Ayaklanan Arap kuvvetleri saldırılarının büyük önem kazanması üzerine bu
cephe Şam’daki 4. Ordu’dan takviye edilerek, ordu komutanlığı yetkisinde Hicaz Kuvve-
i Seferiye Komutanlığı kuruldu. Bölgedeki birlikler bu komutanlığa bağlandı ve
komutanlığına da 12. Kolordu Komutanı Fahrettin Paşa atandı.
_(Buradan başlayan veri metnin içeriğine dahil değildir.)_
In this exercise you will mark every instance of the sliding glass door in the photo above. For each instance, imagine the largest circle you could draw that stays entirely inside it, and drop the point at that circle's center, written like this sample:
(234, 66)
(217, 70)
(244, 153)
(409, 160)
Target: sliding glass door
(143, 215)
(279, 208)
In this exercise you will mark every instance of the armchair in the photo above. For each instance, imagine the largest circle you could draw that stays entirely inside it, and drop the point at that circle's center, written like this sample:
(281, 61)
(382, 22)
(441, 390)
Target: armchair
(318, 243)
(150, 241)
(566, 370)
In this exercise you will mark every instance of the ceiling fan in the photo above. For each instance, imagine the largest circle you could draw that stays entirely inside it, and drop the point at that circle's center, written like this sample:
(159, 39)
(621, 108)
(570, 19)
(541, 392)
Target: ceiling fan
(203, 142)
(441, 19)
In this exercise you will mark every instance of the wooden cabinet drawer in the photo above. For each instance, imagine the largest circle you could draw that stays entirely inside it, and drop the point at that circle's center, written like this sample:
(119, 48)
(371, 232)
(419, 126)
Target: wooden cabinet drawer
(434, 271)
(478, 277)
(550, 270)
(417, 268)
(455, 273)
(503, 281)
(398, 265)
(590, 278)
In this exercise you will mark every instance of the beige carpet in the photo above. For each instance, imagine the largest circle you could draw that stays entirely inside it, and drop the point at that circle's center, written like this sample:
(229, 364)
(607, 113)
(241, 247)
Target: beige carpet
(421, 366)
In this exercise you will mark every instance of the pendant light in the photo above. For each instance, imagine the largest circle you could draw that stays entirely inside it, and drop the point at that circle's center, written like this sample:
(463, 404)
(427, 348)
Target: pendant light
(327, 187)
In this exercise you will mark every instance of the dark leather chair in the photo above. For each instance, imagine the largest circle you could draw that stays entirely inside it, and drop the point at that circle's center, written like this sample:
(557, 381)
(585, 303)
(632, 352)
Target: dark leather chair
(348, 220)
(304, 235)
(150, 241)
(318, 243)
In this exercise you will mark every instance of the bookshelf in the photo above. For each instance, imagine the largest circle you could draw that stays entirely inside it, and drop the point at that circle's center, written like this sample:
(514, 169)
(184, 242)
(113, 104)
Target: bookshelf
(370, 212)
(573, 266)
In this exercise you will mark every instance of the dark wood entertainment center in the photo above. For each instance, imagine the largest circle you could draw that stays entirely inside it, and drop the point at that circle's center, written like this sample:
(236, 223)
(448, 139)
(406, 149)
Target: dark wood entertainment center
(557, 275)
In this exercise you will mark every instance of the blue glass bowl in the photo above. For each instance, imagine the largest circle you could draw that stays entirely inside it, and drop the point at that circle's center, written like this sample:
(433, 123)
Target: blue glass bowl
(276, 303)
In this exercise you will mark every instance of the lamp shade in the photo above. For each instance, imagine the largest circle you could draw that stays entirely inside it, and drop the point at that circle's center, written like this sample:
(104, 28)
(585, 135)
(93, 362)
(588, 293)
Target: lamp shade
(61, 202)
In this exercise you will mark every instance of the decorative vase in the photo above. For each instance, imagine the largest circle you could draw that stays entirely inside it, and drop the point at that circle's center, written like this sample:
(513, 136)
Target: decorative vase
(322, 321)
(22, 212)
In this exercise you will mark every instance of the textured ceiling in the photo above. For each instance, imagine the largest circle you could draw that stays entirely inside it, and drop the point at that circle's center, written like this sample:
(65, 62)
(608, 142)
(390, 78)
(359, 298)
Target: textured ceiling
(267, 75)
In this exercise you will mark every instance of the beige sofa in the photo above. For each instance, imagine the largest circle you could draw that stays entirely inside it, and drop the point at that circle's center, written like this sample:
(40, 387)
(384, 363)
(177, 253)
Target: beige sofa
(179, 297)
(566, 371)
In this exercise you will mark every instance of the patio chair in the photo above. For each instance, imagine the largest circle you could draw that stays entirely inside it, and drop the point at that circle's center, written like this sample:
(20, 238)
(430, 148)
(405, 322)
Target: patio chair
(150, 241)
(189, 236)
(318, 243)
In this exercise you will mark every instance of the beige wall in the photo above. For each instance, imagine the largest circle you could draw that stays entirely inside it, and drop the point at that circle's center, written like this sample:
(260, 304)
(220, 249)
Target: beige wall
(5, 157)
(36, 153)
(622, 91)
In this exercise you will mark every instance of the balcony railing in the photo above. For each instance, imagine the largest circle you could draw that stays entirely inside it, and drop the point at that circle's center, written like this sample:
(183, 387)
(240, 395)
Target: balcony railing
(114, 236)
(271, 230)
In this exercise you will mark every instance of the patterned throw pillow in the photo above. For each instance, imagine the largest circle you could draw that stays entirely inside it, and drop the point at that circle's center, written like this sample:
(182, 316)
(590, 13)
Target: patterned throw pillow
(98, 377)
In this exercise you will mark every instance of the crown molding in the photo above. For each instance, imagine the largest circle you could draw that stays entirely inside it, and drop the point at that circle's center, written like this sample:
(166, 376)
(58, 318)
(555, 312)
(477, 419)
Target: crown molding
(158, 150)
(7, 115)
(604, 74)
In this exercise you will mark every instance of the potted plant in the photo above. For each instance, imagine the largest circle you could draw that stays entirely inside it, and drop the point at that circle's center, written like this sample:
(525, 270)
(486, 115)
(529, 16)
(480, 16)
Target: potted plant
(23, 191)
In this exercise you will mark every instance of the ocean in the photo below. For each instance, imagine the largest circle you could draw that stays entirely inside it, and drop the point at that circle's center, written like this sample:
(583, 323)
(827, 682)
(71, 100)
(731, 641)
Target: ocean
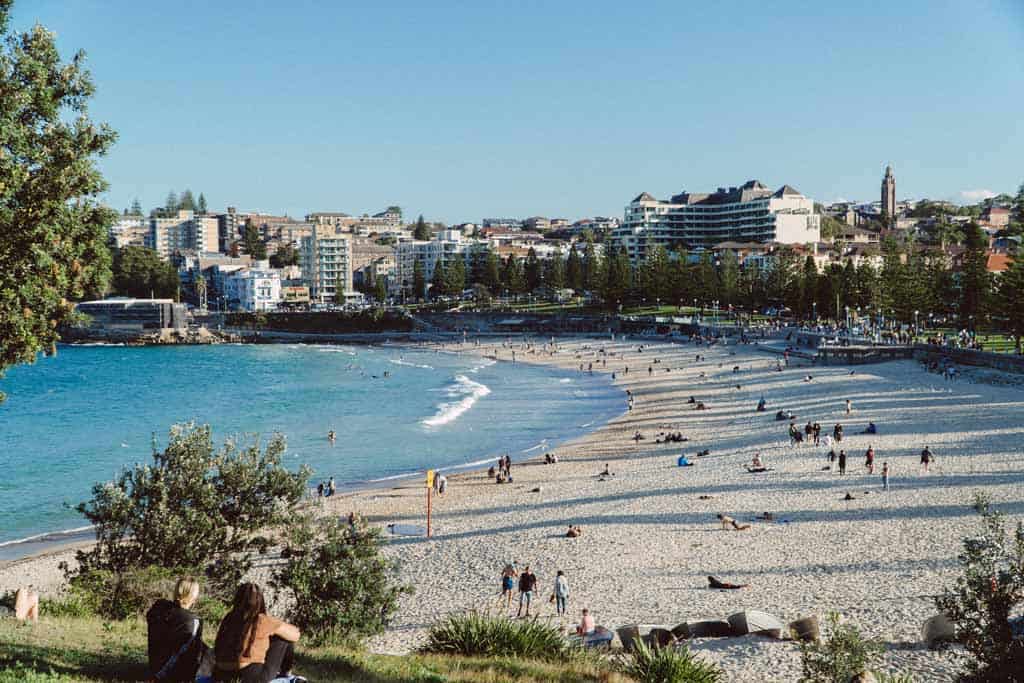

Fahrettin Paşa ve kuvvetleri, Filistin Cephesindeki Türk Kuvvetlerinin Halep
bölgesine çekilmesi üzerine, İngiliz ve Arap kuvvetleri tarafından kuşatıldığı için
Medine’de mahsur kaldı. Fahrettin Paşa, Bölgedeki Türk kuvvetleri ile irtibatının
kesilmesine ve hiçbir ikmal desteği almamasına rağmen bir avuç kuvvetiyle Medine’yi
kahramanca savunmuş ve Çöl Kaplanı unvanını almıştır. Kuşatmadan önce, Medine’deki
kutsal emanetlerin büyük bir kısmını, teşkil ettiği özel bir ekiple İstanbul’a ulaştıran
Fahrettin Paşa, Mondros Mütarekesi’nin imzalanmasından sonra da Medine’yi savunmuş
ve 13 Ocak 1919’da Medine’yi teslim etmiş ve esir düşmüştür.

GALİÇYA CEPHESİ
Galiçya cephesi, Birinci Dünya Savaşı (1914 - 1918) sırasında genel olarak
Doğu Cephesi olarak adlandırılan bölgede bulunan, Avusturya - Macaristan
İmparatorluğu ve Rus orduları arasında meydana gelen savaşlara ev sahipliği yapmış
tarihi bir yerdir. Bu savaşa Osmanlı İmparatorluğu da 22 Temmuz 1916 tarihinden
başlayarak bir aylık bir süre için yaklaşık 950.000 askeri güce sahip 15. Kolordu'yu
görevlendirerek müttefik güçlerin yanında dahil olmuştur. Muharebenin sonucunda
Avusturya-Macaristan İmparatorluğu yenilmiş ve Rus güçleri Doğu Galiçya'yı ele
geçirmiştir.
Selanik bölgesinde üslenen general Sarrail kuvvetlerinin saldırıya geçmesi ve
Rusya’nın da Bulgaristan'ın Karadeniz kıyılarına asker çıkaracağı haberlerinin yayılması
üzerine Bulgarlar Türkiye'den yardım istediler. Ancak, bu sırada Rus orduları Galiçya’da
ilerlemeye başladığından, Alman başkomutanlığı yardımın Galiçya cephesine yapılmasını
istedi.
Böylece 14. Kolordu ve Yakup Şevki Paşa komutasındaki Nuri Paşa emrine
girdi (12 ağustos). 15. Kolordu ise, eylül başlarında bu cephede Rus saldırıları yeniden
yoğunluk kazanınca, verdiği başarılı savunma savaşlarıyla ittifak kuvvetlerinin Galiçya’da
tutunmasını sağladı.
Rus birliklerinin mutlak zaferiyle sonuçlanan Galiçya Cephesi Gnila Lipa
Muharebesi'nin ardından, toparlanan beşinci orduya taarruz emri verilmiştir. Avusturya -
Macaristan güçlerine katılan Sırbistan birliklerine rağmen Doğu Galiçya bu son taarruz
ile kaybedilmiş ve Rusların kontrolü altına girmiştir.